Until very recently, churches could order members to choose their faiths—choose their imaginary friends and their man-made dogmas—over their own children. Those days are over:
Ever since she was an infant being blessed during a church naming ceremony, Lindsay Matson had been on the books of the Mormon Church. As it has done with millions of other members, the church kept note of her spiritual life as she moved from congregation to congregation, took youth leadership posts and married at age 19 in a Mormon temple.
But now, she and other Mormons upset over new church policies that declare same-sex couples apostates and restrict their children from baptism and other rites are venting their objections by demanding that their names be struck from the church’s meticulously kept records. During the weekend, Ms. Matson and two daughters, one of whom is gay, joined more than 1,000 people lining up in a park here beside the church’s temple spires for a mass resignation....
“I’ve shed some tears,” said Kathy Franson, who said she had drifted from the church in large part because her son was gay. “It felt like a death of someone close to me. I compare it to a death, going through that mourning.”

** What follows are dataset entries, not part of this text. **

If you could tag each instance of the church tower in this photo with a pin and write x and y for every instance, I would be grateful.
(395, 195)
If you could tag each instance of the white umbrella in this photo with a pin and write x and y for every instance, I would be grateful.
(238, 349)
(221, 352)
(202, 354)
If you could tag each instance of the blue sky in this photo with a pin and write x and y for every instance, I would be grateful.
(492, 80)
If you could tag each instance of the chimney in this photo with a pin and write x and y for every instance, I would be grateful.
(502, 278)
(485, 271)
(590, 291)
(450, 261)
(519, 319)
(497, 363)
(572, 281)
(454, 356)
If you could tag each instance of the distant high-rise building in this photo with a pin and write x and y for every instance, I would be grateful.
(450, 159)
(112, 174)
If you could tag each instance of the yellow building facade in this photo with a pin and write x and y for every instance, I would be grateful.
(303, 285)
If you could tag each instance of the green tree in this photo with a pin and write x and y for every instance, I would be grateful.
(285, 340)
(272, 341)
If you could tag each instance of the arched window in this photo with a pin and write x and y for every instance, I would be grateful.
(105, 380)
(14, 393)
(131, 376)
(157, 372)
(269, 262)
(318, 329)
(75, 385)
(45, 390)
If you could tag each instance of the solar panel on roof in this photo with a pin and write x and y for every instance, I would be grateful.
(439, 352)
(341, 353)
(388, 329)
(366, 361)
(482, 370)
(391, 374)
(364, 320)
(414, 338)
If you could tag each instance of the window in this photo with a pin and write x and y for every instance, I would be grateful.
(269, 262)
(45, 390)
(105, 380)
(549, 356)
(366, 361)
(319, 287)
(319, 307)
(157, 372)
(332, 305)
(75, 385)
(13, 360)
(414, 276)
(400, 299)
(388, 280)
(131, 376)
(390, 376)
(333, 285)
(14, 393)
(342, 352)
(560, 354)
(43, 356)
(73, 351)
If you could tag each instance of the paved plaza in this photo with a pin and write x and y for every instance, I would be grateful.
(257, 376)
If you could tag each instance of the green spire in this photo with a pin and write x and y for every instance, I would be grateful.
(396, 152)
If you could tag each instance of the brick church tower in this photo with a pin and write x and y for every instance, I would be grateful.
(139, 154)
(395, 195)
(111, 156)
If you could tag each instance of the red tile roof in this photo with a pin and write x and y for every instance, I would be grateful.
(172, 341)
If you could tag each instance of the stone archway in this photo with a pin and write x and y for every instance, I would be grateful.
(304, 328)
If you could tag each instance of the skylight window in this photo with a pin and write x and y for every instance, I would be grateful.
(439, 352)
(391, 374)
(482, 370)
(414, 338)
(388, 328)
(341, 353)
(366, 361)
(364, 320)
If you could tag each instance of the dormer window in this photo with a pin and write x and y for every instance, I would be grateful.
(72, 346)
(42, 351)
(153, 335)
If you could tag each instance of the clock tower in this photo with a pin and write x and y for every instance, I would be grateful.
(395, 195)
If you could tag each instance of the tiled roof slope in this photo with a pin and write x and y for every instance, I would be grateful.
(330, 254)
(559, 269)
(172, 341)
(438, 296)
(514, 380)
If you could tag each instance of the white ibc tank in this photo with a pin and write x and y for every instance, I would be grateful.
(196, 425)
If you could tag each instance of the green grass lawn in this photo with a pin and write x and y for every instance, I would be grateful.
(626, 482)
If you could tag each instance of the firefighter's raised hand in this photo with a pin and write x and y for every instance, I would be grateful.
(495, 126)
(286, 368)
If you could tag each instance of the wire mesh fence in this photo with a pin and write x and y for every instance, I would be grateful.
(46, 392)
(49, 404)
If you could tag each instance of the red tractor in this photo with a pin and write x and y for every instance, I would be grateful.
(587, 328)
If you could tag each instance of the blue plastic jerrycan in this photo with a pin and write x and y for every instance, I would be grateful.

There are still people out there—there are still shitty parents out there—who will reject their queer children because Moroni or Jehovah or Allah or Yahweh said they must. (Or because their bishops, pastors, imams, or rabbis told them Moroni, et al., said they must.) But anti-queer bigots in leadership positions at various God shops can no longer rely on the unanimous support and/or silent complicity and/or cowed acquiescence of their congregations.